Tidak ada jawaban. Panggilannya langsung dialihkan oleh operator.

Tanpa disadari, air mata menetes di pipi. Angel mulai resah sekali pun masih berusaha menyangkal. Dia percaya Nick tidak akan mungkin melakukan hal itu padanya.

Meski pikirannya semrawut, Angel harus tetap profesional. Ia menenangkan diri selama beberapa saat, lalu segera menuju ke ruang rapat.

Semua pegawai sudah berkumpul. Angel memimpin rapat pagi ini dengan wajah sedih dan tidak fokus.

“Terpaksa kita harus tutup semua cabang. Keuangan sudah tidak sanggup untuk membuat semua cabang tetap beroperasi.

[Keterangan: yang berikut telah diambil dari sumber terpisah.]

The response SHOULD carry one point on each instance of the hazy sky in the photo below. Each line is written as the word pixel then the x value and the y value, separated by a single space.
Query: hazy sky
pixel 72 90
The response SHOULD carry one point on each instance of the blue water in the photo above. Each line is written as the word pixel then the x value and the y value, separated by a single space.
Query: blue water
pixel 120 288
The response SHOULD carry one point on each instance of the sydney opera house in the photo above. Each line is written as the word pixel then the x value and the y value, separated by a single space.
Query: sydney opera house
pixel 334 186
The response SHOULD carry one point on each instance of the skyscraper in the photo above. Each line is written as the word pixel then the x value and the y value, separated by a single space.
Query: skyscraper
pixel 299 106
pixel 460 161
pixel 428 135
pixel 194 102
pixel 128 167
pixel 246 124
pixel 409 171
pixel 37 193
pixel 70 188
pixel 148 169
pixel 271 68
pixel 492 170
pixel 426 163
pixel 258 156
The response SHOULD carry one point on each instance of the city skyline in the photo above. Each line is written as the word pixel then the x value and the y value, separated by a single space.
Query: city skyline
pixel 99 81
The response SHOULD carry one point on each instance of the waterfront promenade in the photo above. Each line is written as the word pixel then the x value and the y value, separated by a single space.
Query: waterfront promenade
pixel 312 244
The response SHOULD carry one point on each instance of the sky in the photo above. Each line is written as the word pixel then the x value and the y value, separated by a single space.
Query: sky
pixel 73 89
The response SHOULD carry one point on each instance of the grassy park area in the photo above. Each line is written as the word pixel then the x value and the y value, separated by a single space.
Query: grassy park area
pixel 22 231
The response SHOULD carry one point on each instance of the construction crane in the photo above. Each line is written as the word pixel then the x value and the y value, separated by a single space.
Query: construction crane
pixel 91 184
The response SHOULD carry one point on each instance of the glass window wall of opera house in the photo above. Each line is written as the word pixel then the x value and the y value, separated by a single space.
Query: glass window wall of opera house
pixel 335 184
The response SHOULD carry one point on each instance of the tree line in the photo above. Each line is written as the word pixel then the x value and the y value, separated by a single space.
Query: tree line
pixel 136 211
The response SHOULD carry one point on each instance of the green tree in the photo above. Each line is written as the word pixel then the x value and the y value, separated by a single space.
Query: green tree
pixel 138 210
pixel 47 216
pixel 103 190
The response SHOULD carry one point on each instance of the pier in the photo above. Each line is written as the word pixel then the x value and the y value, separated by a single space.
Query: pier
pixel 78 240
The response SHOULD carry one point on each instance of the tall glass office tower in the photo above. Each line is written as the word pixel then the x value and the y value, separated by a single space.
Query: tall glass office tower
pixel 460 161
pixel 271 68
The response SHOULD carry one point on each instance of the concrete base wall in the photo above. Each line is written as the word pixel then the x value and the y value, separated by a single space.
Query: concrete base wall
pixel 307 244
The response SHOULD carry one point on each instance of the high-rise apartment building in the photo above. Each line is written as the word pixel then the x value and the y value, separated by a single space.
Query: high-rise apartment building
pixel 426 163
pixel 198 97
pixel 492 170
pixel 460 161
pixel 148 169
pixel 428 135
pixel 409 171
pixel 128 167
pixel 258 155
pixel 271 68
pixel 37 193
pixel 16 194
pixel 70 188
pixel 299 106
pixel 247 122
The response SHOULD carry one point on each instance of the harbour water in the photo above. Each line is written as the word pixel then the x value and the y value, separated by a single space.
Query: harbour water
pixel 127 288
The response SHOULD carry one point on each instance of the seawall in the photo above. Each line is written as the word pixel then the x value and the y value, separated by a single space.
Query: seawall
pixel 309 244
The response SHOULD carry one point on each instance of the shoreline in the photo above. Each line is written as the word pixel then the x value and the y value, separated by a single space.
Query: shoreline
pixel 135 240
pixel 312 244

Kita butuh dana segar,” ucap Angel sambil menelan ludah pahit.

“Artinya, kita harus cari investor baru, Bu?”

Angel termenung menatap beberapa grafik perusahaan. Belum lagi tuntutan para pegawainya yang menuntut gaji untuk segera dibayar.

“Kenapa bisa begini? Saya sudah menganalisa, penurunan traffic konsumen sudah terjadi dalam enam bulan terakhir. Saya sudah gencar menerapkan promosi, dan juga menggandeng selebgram, kenapa tetap drop?”

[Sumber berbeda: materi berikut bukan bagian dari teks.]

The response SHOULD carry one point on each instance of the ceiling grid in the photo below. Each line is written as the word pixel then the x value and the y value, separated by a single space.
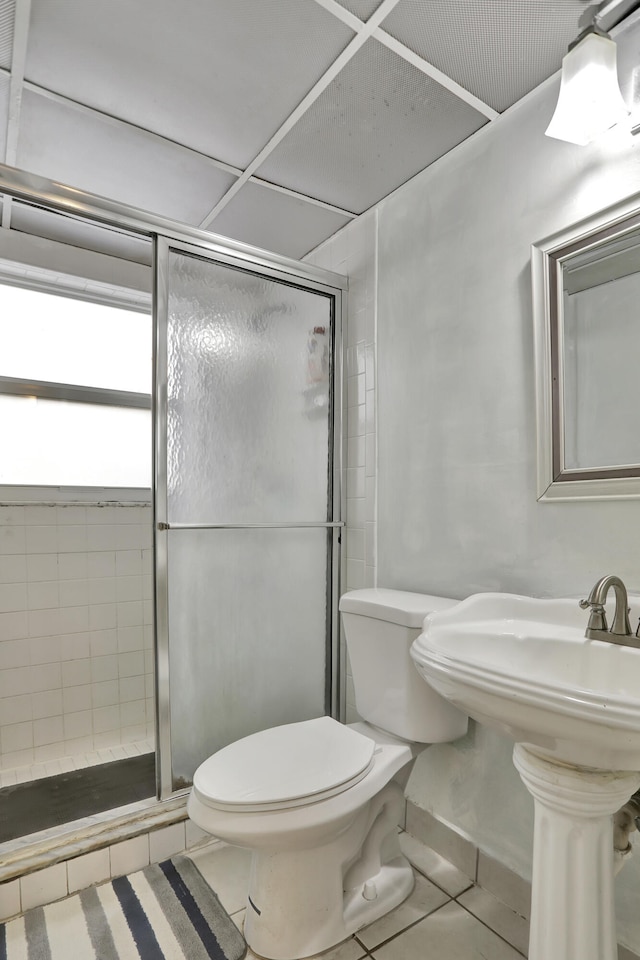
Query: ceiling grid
pixel 338 102
pixel 22 14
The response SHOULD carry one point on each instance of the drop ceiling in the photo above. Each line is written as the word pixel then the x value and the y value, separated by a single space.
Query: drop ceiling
pixel 274 122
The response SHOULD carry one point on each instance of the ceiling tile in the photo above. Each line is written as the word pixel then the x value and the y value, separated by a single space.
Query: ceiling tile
pixel 276 221
pixel 378 123
pixel 497 50
pixel 7 16
pixel 116 161
pixel 200 72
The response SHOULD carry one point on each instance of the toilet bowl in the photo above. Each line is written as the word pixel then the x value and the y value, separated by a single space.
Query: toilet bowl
pixel 317 802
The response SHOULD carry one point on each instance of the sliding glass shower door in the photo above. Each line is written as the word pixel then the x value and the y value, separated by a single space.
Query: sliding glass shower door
pixel 247 510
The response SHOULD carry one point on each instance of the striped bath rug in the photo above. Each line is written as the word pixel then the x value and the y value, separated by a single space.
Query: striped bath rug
pixel 165 912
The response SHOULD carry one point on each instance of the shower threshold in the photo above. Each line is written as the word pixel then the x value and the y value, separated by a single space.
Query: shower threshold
pixel 27 808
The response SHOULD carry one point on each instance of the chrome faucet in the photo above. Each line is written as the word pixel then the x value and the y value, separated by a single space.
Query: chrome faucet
pixel 620 630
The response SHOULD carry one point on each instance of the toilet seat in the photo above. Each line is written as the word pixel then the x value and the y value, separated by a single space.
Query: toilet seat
pixel 283 767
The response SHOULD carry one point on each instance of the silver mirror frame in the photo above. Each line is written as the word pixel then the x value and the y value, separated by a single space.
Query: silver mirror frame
pixel 554 481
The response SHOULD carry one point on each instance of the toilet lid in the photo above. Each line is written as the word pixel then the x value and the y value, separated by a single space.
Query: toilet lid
pixel 285 766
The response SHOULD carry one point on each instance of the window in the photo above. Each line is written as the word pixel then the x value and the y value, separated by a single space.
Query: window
pixel 75 387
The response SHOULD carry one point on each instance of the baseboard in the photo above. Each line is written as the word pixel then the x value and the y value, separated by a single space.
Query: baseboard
pixel 494 877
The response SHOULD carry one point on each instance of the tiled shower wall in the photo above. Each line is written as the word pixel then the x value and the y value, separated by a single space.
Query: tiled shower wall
pixel 76 634
pixel 353 253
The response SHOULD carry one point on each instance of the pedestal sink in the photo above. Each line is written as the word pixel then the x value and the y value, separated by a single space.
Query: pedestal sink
pixel 572 706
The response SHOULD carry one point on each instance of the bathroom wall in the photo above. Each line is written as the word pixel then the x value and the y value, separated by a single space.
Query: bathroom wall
pixel 352 252
pixel 457 510
pixel 76 657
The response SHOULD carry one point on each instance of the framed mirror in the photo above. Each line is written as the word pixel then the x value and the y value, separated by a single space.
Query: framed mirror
pixel 586 305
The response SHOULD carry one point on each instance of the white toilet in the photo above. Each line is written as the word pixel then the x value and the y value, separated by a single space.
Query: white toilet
pixel 316 801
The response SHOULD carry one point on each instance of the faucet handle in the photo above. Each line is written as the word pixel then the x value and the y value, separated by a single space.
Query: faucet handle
pixel 597 617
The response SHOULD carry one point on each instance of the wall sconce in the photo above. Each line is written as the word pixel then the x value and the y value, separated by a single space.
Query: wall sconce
pixel 590 101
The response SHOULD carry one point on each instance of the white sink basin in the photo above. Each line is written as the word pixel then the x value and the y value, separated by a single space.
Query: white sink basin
pixel 525 667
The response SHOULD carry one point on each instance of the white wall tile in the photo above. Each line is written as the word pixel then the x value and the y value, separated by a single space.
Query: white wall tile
pixel 16 709
pixel 104 668
pixel 75 699
pixel 128 563
pixel 47 731
pixel 14 626
pixel 106 719
pixel 37 515
pixel 74 593
pixel 42 595
pixel 47 704
pixel 91 868
pixel 13 540
pixel 73 539
pixel 75 646
pixel 13 596
pixel 130 638
pixel 44 649
pixel 13 569
pixel 16 736
pixel 103 642
pixel 12 516
pixel 44 623
pixel 15 682
pixel 44 886
pixel 133 714
pixel 103 616
pixel 131 664
pixel 101 564
pixel 76 673
pixel 14 653
pixel 72 514
pixel 166 842
pixel 73 619
pixel 104 590
pixel 105 694
pixel 129 856
pixel 101 537
pixel 41 539
pixel 131 688
pixel 73 566
pixel 78 724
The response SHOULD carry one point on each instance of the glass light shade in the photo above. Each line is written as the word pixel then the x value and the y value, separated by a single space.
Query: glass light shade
pixel 590 101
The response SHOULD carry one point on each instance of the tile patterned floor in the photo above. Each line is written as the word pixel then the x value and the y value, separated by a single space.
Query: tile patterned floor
pixel 446 916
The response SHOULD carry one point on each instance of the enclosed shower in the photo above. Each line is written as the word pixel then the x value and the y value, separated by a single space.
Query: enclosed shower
pixel 234 545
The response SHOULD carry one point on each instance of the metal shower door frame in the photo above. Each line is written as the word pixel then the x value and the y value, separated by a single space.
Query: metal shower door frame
pixel 162 526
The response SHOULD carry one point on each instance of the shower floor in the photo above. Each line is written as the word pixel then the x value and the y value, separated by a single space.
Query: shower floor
pixel 50 801
pixel 50 768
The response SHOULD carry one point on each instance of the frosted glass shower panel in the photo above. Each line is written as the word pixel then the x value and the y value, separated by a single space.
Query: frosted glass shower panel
pixel 248 398
pixel 248 628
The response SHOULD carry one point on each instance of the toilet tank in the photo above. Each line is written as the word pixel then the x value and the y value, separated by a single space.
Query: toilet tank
pixel 379 627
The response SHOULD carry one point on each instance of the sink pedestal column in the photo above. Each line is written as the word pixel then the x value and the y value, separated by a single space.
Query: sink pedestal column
pixel 572 907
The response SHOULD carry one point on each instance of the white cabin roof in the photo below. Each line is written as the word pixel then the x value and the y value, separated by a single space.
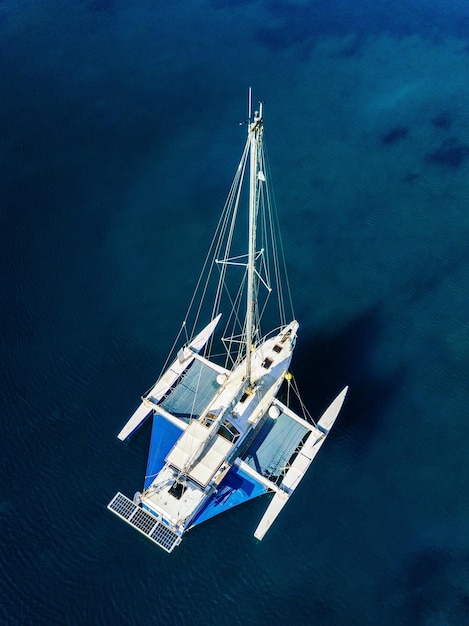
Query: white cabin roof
pixel 190 444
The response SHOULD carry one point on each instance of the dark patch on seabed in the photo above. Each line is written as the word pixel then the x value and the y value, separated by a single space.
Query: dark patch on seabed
pixel 450 153
pixel 394 135
pixel 296 25
pixel 443 120
pixel 341 359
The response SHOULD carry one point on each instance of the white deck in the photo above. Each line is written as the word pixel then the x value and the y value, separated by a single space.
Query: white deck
pixel 192 443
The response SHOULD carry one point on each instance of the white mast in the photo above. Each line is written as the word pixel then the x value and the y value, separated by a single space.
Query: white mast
pixel 255 135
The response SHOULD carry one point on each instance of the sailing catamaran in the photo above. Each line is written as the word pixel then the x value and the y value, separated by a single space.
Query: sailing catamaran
pixel 220 435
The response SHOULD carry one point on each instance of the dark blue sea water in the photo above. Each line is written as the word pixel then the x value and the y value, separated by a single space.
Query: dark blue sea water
pixel 119 136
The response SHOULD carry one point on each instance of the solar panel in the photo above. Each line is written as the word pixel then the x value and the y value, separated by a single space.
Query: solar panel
pixel 144 522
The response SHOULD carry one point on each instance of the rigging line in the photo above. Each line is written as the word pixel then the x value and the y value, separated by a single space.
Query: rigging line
pixel 221 226
pixel 168 358
pixel 279 239
pixel 230 209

“Ada laporan dari konsumen, produk kita ketinggalan zaman. Dan ada beberapa skincare yang bikin muka mereka merah-merah atau gak cocok, Bu. Tapi itu terjadi di beberapa konsumen, tidak semuanya. Nah, itu terdengar dari mulut ke mulut, akhirnya yang lain jadi takut. Itu kata netizen di media sosial yang saya tanya acak,” terang Riri, sekretaris Angel.

Angel berusaha untuk tetap tenang meski sebenarnya merasa panik. Sudah terlalu banyak masalah yang dihadapi Angel, dia mulai kelabakan.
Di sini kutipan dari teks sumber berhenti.